Patients were unable to be treated in the HORIZON study if they showed evidence of mucosal or internal bleeding, were platelet-transfusion refractory, had known infection, were diagnosed with another malignancy requiring treatment, had any illnesses that would infer with treatment at the investigator’s discretion, or had prior treatment that did not match the study protocol.

At the time these data were presented at ASH, investigators shared that melflufen plus dexamethasone was undergoing further clinical investigation in the OCEAN phase III study in comparison with pomalidomide and dexamethasone in patients with relapsed/refractory multiple myeloma (OP-103; NCT03151811).

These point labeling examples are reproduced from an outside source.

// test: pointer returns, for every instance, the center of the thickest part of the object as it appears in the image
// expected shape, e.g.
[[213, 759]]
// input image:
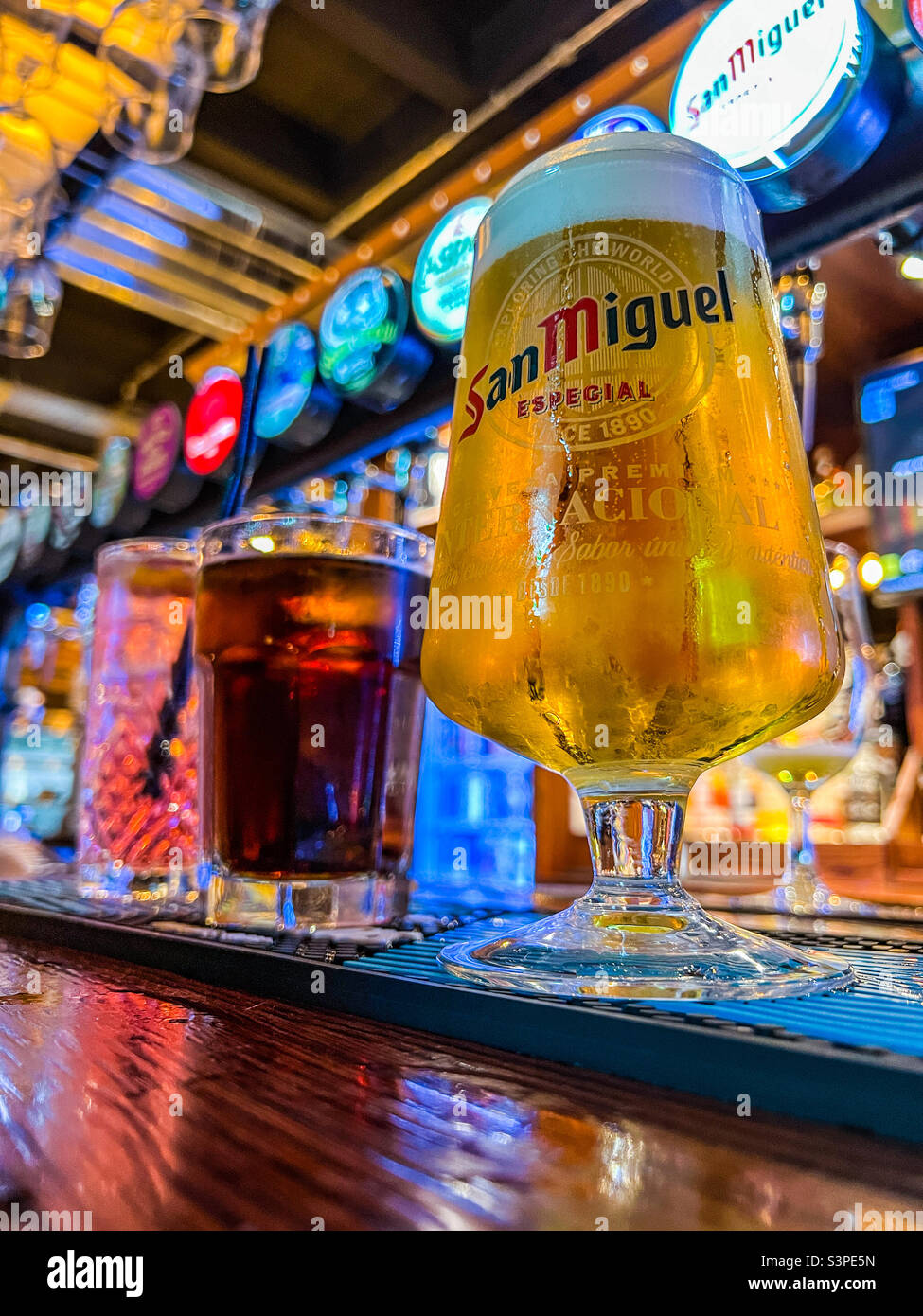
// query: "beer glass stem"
[[804, 853], [635, 850]]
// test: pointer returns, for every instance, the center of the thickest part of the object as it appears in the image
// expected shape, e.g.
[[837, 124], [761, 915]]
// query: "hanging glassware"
[[231, 33], [27, 172], [30, 36], [30, 296], [157, 74]]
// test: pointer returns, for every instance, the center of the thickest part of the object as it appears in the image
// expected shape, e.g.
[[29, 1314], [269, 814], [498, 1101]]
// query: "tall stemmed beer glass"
[[630, 582]]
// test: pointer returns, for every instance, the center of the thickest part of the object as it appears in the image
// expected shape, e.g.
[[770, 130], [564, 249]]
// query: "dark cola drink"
[[313, 709]]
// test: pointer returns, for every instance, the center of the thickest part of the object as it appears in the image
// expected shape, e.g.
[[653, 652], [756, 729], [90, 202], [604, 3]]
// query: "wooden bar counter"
[[157, 1103]]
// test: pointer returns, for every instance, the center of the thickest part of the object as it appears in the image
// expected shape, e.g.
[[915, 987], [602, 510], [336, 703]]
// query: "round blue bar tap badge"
[[443, 273]]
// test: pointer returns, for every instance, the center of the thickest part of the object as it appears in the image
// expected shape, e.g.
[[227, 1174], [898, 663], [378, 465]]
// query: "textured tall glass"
[[138, 820], [629, 492], [309, 653]]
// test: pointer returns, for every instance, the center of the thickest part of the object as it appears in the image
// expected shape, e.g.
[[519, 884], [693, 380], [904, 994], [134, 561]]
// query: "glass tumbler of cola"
[[309, 662]]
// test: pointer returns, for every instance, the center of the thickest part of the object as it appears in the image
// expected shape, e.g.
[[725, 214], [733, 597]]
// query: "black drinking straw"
[[235, 492]]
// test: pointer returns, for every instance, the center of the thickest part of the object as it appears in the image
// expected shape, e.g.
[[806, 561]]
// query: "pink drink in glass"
[[138, 824]]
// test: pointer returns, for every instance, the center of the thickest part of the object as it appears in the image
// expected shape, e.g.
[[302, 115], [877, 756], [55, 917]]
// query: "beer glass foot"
[[637, 934], [360, 900], [677, 953]]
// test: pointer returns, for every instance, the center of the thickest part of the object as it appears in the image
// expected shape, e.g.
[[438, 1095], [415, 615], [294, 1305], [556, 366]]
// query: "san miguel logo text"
[[577, 331]]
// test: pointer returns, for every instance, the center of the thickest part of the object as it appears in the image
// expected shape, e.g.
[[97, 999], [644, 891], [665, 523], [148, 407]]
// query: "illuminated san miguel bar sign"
[[794, 97]]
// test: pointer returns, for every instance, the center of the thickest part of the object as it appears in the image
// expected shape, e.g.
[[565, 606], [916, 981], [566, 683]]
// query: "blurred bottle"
[[474, 836]]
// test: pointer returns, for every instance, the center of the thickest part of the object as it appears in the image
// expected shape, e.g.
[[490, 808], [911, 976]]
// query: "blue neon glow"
[[289, 378], [168, 185], [620, 118]]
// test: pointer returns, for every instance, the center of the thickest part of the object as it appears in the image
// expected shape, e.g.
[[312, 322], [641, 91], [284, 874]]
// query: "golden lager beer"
[[627, 466], [630, 580]]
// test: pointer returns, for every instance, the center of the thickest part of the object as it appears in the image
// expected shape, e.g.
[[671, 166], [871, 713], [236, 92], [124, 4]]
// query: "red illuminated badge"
[[214, 420]]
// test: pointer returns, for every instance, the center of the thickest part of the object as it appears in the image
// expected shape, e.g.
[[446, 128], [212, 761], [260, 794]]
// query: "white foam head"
[[619, 175]]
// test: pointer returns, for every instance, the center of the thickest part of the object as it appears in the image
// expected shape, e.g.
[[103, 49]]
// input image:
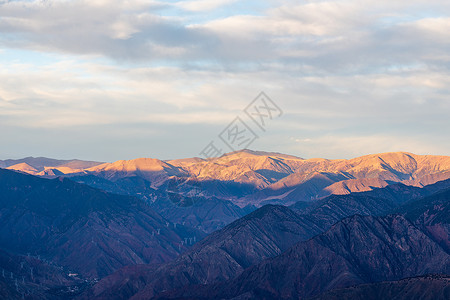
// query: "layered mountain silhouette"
[[356, 250], [87, 230], [265, 233], [277, 226], [241, 179]]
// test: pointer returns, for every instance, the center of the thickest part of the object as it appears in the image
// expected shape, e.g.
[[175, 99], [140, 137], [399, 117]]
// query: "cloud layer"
[[166, 77]]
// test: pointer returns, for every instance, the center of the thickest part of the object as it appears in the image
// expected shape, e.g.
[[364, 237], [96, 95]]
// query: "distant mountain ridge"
[[239, 180], [271, 175]]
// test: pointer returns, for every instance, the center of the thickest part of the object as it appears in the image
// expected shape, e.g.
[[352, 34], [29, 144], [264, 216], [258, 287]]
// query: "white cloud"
[[351, 77]]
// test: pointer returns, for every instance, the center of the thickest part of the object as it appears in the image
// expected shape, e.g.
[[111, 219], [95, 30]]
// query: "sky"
[[109, 80]]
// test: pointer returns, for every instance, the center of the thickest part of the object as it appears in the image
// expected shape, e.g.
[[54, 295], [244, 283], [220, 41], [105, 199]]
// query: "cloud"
[[351, 77], [203, 5]]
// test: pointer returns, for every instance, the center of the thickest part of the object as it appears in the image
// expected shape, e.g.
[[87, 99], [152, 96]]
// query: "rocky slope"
[[87, 230], [354, 251], [432, 287]]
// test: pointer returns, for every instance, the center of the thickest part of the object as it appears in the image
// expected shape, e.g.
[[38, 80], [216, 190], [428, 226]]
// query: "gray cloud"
[[351, 78]]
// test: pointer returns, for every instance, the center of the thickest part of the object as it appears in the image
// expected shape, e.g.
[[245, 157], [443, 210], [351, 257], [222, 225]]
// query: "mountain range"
[[247, 225], [182, 190]]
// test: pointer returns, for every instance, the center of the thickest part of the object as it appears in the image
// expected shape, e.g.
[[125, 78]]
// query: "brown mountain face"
[[431, 287], [222, 255], [271, 177], [244, 178], [262, 234], [87, 230], [356, 250]]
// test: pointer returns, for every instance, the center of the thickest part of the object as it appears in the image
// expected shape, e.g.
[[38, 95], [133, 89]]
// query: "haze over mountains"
[[185, 190], [139, 227]]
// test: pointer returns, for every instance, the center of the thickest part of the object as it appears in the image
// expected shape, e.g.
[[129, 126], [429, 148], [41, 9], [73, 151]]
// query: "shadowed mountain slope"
[[90, 231]]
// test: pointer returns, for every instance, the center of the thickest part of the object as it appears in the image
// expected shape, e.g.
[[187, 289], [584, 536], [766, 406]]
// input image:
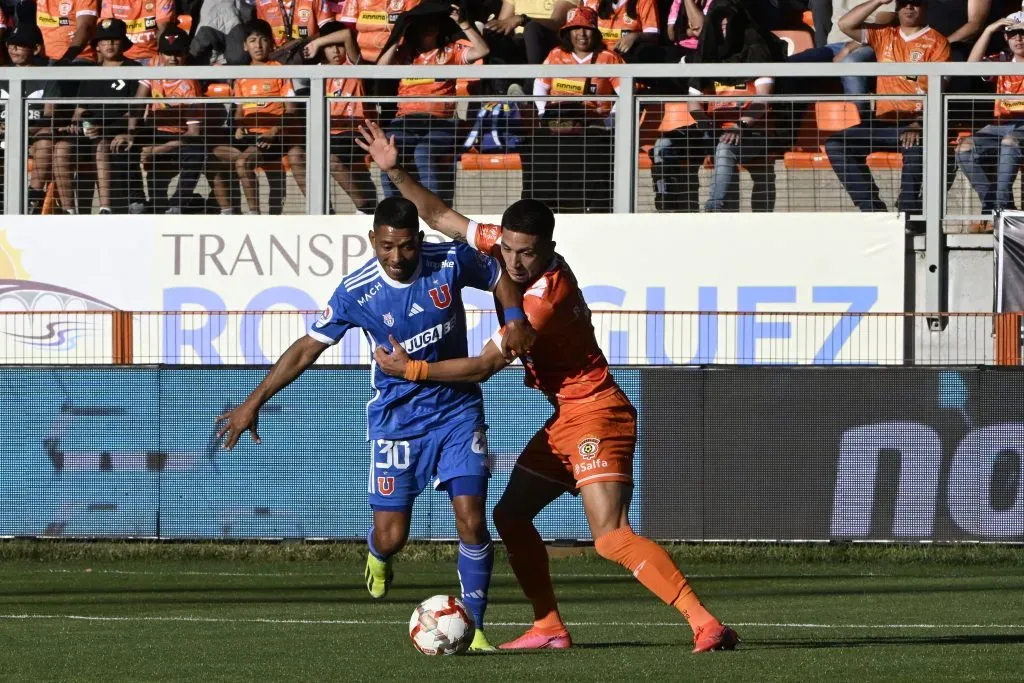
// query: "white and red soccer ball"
[[441, 625]]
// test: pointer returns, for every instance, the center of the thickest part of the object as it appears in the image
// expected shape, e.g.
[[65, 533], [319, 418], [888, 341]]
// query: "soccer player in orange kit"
[[587, 445]]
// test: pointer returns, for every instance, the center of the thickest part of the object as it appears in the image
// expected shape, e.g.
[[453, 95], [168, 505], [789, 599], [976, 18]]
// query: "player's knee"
[[610, 544]]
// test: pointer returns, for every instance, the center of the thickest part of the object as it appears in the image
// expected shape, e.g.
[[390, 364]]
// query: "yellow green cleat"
[[379, 575], [480, 643]]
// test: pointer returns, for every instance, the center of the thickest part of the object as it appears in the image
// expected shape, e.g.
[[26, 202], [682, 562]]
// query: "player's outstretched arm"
[[432, 210], [302, 353], [397, 364]]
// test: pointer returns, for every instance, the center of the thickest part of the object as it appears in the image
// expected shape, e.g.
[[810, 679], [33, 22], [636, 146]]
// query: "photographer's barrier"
[[782, 454]]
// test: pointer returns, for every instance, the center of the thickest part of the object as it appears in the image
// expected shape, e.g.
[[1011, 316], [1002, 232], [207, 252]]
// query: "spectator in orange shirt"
[[145, 19], [347, 162], [896, 126], [373, 22], [171, 138], [567, 160], [423, 128], [264, 130], [68, 27], [1000, 140]]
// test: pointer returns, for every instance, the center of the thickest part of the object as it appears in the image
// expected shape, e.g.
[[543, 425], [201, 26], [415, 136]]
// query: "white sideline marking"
[[355, 622], [622, 574]]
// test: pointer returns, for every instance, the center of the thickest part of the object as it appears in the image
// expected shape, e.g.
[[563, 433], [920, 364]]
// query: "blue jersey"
[[428, 317]]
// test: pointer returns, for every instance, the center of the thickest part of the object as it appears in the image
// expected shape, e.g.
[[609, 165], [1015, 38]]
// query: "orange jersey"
[[453, 53], [142, 18], [175, 89], [566, 363], [57, 20], [620, 23], [292, 18], [264, 115], [373, 20], [582, 87], [891, 45], [346, 114]]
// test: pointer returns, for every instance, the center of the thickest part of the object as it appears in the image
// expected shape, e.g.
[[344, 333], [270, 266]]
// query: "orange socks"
[[528, 558], [654, 568]]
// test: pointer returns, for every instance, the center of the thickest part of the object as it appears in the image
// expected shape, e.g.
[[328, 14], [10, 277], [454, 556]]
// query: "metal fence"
[[629, 338]]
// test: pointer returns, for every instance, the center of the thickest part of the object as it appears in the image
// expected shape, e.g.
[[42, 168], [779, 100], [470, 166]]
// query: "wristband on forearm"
[[514, 313], [416, 371]]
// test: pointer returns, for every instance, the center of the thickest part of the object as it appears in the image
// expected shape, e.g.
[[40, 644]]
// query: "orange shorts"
[[585, 442]]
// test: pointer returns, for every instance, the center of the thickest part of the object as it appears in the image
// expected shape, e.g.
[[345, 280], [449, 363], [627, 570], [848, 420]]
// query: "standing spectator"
[[171, 141], [428, 35], [896, 126], [24, 44], [1000, 140], [264, 130], [567, 160], [67, 28], [85, 146], [347, 163], [144, 19], [373, 20], [733, 131]]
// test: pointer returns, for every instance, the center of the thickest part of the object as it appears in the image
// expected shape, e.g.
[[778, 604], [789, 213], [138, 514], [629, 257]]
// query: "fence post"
[[14, 175], [317, 138], [123, 337], [1008, 339], [625, 159]]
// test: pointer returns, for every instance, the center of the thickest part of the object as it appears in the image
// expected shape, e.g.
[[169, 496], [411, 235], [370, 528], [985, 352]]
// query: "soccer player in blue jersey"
[[418, 432]]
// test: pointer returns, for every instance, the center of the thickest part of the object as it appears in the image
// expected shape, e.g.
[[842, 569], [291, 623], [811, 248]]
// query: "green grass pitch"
[[300, 611]]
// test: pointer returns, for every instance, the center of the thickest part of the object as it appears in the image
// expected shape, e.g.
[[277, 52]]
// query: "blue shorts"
[[399, 469]]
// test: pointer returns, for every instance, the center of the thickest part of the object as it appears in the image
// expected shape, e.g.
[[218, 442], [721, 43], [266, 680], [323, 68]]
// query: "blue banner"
[[131, 453]]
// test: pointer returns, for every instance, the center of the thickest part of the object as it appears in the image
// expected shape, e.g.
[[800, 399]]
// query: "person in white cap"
[[997, 145]]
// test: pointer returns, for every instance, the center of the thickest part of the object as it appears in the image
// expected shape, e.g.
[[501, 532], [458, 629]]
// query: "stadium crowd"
[[118, 157]]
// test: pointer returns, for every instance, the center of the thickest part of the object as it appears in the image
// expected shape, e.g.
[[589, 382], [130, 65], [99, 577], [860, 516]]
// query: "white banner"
[[818, 263]]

Melflufen is a first-in-class anticancer peptide-drug conjugate. The drug has demonstrated cytotoxic activity against myeloma cell lines that are resistant to other treatments.1

References

  1. Oncopeptides announces 26% overall response rate of melflufen in triple-class refractory multiple myeloma patients from the pivotal horizon study [news release]. Stockholm, Sweden: Oncopeptides AB; March 26, 2020. https://prn.to/39kEsFR. Accessed March 27, 2020.
  2. Mateos MV, Oriol A, Larocca A, et al. Clinical activity of melflufen in patients with triple-class refractory multiple myeloma and poor-risk features in an updated analysis of horizon (op-106), a phase 2 study in patients with relapsed/refractory multiple myeloma refractory to pomalidomide and/or daratumumab.Blood. 2019;(134);Suppl 1: 1883.